Will that help you to deal with AnyHolder?

Jacob-Flasheye commented 10 months ago

Wow, I didn't know anyAttribute also meant any number of attributes, thanks for informing me.

AnyHolder was really just the first example I could find but your suggestions still hold true for most other cases (in fact, AnyHolder is not referenced anywhere else in the schema...). But I agree that your posted solution would most likely help if I need to deal with AnyHolder or similar elements!

My current solution looks like this:

I think this issue can be closed, it seems you are aware of the problems I've mentioned and you've carefully given suggestions on what I can do. Now it's up to me to use those suggestions!

Jacob-Flasheye commented 6 months ago

There's one more thing to this that I hadn't thought of until I just now started generating xmlschema elements, and that is that they can have any name. IIUC pydantic_xml currently requires you to specify the exact name of the elements. Would it be possible to add some mechanism to capture all elements that aren't assigned irrespective of their name. I don't know exactly how that would work internally but it could be set through a class argument, with the elements accessed through some name like any_:

class CaptureUnassignedElements(BaseXmlModel, allow_arbitrary_types=True, capture_unassigned_elements=True):
    test: int = element("Test")

input_str = """
    <CaptureUnassignedElements>
        <test>23</test>
        <abc123>test</abc123>
        <empty/>
    </CaptureUnassignedElements>
"""

cua_test = CaptureUnassignedElements.from_xml(input_str)

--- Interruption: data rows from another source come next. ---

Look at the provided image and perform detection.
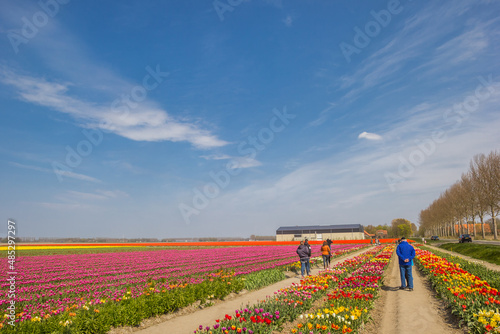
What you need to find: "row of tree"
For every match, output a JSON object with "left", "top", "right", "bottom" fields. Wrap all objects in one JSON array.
[{"left": 420, "top": 151, "right": 500, "bottom": 239}]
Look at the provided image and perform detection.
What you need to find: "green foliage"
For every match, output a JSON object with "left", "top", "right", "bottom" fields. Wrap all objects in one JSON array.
[
  {"left": 441, "top": 242, "right": 500, "bottom": 265},
  {"left": 244, "top": 268, "right": 286, "bottom": 290}
]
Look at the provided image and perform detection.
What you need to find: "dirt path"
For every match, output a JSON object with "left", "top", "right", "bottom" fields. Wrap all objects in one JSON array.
[
  {"left": 114, "top": 246, "right": 492, "bottom": 334},
  {"left": 121, "top": 248, "right": 367, "bottom": 334},
  {"left": 361, "top": 250, "right": 467, "bottom": 334}
]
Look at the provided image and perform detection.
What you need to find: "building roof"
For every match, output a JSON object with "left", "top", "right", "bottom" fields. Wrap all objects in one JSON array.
[{"left": 276, "top": 224, "right": 364, "bottom": 234}]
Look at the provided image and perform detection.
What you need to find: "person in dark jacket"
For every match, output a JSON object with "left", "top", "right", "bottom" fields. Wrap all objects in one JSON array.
[
  {"left": 396, "top": 237, "right": 415, "bottom": 291},
  {"left": 296, "top": 241, "right": 311, "bottom": 278}
]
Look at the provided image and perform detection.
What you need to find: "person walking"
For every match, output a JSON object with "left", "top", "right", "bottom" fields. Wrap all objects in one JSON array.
[
  {"left": 296, "top": 241, "right": 311, "bottom": 278},
  {"left": 321, "top": 241, "right": 332, "bottom": 269},
  {"left": 304, "top": 239, "right": 312, "bottom": 276},
  {"left": 396, "top": 237, "right": 415, "bottom": 291}
]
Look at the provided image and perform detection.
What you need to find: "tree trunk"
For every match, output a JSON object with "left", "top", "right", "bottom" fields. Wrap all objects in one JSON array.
[
  {"left": 479, "top": 215, "right": 486, "bottom": 240},
  {"left": 491, "top": 206, "right": 498, "bottom": 240}
]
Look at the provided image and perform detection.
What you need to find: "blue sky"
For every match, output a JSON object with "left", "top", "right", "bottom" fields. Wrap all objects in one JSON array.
[{"left": 0, "top": 0, "right": 500, "bottom": 238}]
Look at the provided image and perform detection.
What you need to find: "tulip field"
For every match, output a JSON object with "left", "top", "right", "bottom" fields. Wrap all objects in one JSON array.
[
  {"left": 0, "top": 244, "right": 500, "bottom": 334},
  {"left": 0, "top": 244, "right": 362, "bottom": 333},
  {"left": 416, "top": 248, "right": 500, "bottom": 333},
  {"left": 195, "top": 245, "right": 394, "bottom": 334}
]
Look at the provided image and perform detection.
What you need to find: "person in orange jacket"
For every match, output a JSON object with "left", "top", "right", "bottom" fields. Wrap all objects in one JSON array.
[{"left": 321, "top": 241, "right": 332, "bottom": 269}]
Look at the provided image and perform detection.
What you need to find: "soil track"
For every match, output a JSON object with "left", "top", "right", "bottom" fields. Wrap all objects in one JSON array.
[
  {"left": 109, "top": 248, "right": 367, "bottom": 334},
  {"left": 360, "top": 250, "right": 467, "bottom": 334}
]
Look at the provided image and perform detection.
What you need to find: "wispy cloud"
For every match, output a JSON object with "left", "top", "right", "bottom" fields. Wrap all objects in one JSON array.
[
  {"left": 339, "top": 1, "right": 496, "bottom": 102},
  {"left": 0, "top": 67, "right": 227, "bottom": 149},
  {"left": 309, "top": 103, "right": 336, "bottom": 126},
  {"left": 358, "top": 131, "right": 382, "bottom": 140},
  {"left": 9, "top": 162, "right": 101, "bottom": 183},
  {"left": 200, "top": 154, "right": 262, "bottom": 168}
]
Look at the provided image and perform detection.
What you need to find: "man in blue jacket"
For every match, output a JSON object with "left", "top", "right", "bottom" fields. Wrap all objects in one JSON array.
[
  {"left": 296, "top": 241, "right": 311, "bottom": 278},
  {"left": 396, "top": 237, "right": 415, "bottom": 291}
]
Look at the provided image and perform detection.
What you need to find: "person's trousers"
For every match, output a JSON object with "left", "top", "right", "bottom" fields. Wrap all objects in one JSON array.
[
  {"left": 300, "top": 257, "right": 311, "bottom": 276},
  {"left": 322, "top": 255, "right": 330, "bottom": 267},
  {"left": 399, "top": 265, "right": 413, "bottom": 289}
]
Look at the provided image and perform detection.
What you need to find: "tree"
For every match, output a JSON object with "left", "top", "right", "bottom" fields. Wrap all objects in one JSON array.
[
  {"left": 476, "top": 151, "right": 500, "bottom": 240},
  {"left": 397, "top": 224, "right": 412, "bottom": 238},
  {"left": 391, "top": 218, "right": 412, "bottom": 237}
]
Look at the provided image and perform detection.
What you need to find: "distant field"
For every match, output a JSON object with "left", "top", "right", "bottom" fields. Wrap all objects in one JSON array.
[
  {"left": 440, "top": 242, "right": 500, "bottom": 265},
  {"left": 0, "top": 243, "right": 365, "bottom": 334}
]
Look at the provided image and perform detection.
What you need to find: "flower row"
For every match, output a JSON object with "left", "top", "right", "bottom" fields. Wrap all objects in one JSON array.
[
  {"left": 194, "top": 244, "right": 376, "bottom": 334},
  {"left": 291, "top": 245, "right": 394, "bottom": 334},
  {"left": 416, "top": 248, "right": 500, "bottom": 333}
]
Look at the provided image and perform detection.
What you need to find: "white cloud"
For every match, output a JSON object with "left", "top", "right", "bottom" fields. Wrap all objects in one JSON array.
[
  {"left": 309, "top": 102, "right": 336, "bottom": 126},
  {"left": 10, "top": 162, "right": 101, "bottom": 183},
  {"left": 0, "top": 67, "right": 227, "bottom": 149},
  {"left": 358, "top": 131, "right": 382, "bottom": 140},
  {"left": 200, "top": 154, "right": 262, "bottom": 169}
]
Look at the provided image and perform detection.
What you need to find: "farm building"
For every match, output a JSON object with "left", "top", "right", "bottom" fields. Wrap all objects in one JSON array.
[{"left": 276, "top": 224, "right": 365, "bottom": 241}]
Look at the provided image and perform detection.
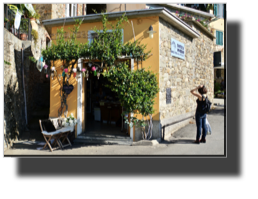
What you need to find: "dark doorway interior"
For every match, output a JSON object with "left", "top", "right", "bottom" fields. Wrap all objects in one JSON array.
[
  {"left": 86, "top": 4, "right": 107, "bottom": 15},
  {"left": 84, "top": 62, "right": 129, "bottom": 136}
]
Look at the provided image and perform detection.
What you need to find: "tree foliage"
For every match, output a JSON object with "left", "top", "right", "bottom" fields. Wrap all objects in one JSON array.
[{"left": 103, "top": 63, "right": 159, "bottom": 130}]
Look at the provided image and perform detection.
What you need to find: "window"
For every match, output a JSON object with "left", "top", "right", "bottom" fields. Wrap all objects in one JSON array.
[
  {"left": 216, "top": 30, "right": 223, "bottom": 46},
  {"left": 216, "top": 69, "right": 221, "bottom": 78},
  {"left": 214, "top": 4, "right": 224, "bottom": 18},
  {"left": 65, "top": 4, "right": 77, "bottom": 17},
  {"left": 86, "top": 4, "right": 107, "bottom": 15},
  {"left": 88, "top": 29, "right": 124, "bottom": 44}
]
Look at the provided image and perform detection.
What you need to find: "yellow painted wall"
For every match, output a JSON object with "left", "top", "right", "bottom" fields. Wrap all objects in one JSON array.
[
  {"left": 49, "top": 16, "right": 159, "bottom": 137},
  {"left": 107, "top": 4, "right": 146, "bottom": 12}
]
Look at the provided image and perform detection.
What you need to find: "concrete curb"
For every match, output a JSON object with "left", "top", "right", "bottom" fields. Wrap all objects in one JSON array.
[{"left": 131, "top": 138, "right": 161, "bottom": 146}]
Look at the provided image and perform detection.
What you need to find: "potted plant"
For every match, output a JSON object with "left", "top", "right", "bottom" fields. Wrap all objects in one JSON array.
[
  {"left": 26, "top": 6, "right": 40, "bottom": 21},
  {"left": 4, "top": 17, "right": 9, "bottom": 27},
  {"left": 9, "top": 19, "right": 14, "bottom": 33},
  {"left": 20, "top": 18, "right": 29, "bottom": 40},
  {"left": 64, "top": 113, "right": 77, "bottom": 127},
  {"left": 31, "top": 29, "right": 38, "bottom": 44}
]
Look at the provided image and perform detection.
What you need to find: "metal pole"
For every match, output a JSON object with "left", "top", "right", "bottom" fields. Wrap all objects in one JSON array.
[
  {"left": 28, "top": 18, "right": 31, "bottom": 40},
  {"left": 21, "top": 48, "right": 28, "bottom": 126},
  {"left": 6, "top": 5, "right": 10, "bottom": 31}
]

print(cua_test.test)  # prints 23
print(cua_test.any_)  # print [lxml.etree._Element(...), lxml.etree._Element(...)] or something similar

I'm not sure if this is good design, nor how hard it is to do, but it does reflect a real use case caused by xmlschema so I think it should at least be considered.

jwfraustro commented 3 months ago

This is something that I'm bumping into as well, that I understand is frankly against the nature and benefit of these strongly defined models, but is a use case I'm nevertheless having to support.

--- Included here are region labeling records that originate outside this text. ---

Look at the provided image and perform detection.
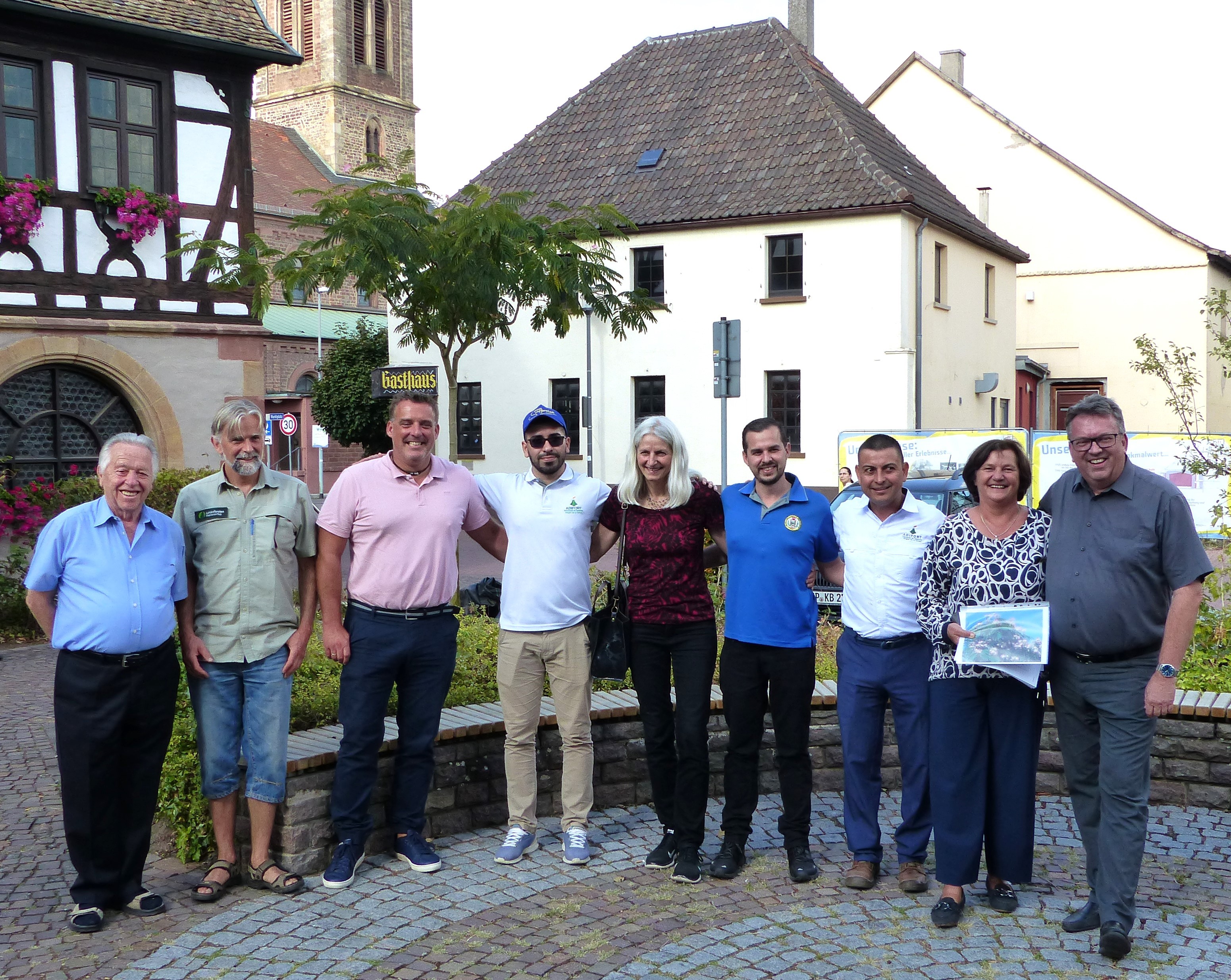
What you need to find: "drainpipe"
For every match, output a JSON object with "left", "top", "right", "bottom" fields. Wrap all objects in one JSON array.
[{"left": 915, "top": 218, "right": 928, "bottom": 428}]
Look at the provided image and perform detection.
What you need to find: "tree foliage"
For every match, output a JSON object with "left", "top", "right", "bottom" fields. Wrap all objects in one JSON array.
[{"left": 312, "top": 316, "right": 390, "bottom": 455}]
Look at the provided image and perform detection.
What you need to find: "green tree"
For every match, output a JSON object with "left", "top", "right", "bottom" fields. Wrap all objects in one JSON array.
[
  {"left": 312, "top": 316, "right": 390, "bottom": 455},
  {"left": 173, "top": 159, "right": 661, "bottom": 459}
]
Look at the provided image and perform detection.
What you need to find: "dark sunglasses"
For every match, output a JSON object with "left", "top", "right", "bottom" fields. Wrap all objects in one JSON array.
[{"left": 526, "top": 432, "right": 564, "bottom": 449}]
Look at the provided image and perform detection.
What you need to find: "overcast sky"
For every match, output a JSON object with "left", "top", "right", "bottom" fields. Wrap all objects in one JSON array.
[{"left": 414, "top": 0, "right": 1231, "bottom": 250}]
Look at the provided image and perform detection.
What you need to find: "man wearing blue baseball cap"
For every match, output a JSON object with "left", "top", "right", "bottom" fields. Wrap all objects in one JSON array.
[{"left": 475, "top": 405, "right": 611, "bottom": 864}]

The schema definition for the element is:

<xs:element name="jobInfo" maxOccurs="1" minOccurs="0">
    <xs:annotation>
        <xs:documentation> This is arbitrary information that can be added to the job description by
            the UWS implementation. </xs:documentation>
    </xs:annotation>
    <xs:complexType>
        <xs:sequence>
            <xs:any namespace="##any" processContents="lax" minOccurs="0" maxOccurs="unbounded" />
        </xs:sequence>
    </xs:complexType>
</xs:element>

which, in practice, might look like:

<uws:jobInfo>
  <any>
    <xml>
      <thatyouwant />
    </xml>
  </any>
</uws:jobInfo>

which I'm struggling to support.

I've documented some more of this in the issue tracker for the project here: https://github.com/spacetelescope/vo-models/issues/18

fleimgruber commented 3 months ago

@Jacob-Flasheye I also need to generate models from XSD files (which you described in https://github.com/dapper91/pydantic-xml/issues/100#issuecomment-1689387730) so would be interested in collaborating here.

@dapper91 would this be something that you would be willing to integrate? I know that XSD can be thorny, but that feature would be a natural fit for pydantic-xml.

edit: Could we maybe parially support https://docs.pydantic.dev/latest/concepts/models/#dynamic-model-creation in pydantic-xml so that we could use e.g. https://xmlschema.readthedocs.io/en/latest/usage.html#meta-schemas-and-xsd-sources for dynamic model creation? This task alone would not need support for serializing (e.g. https://github.com/dapper91/pydantic-xml/issues/92) so might be feasible?

dapper91 commented 1 month ago

I added dynamic model creation experimental support in 2.10.0.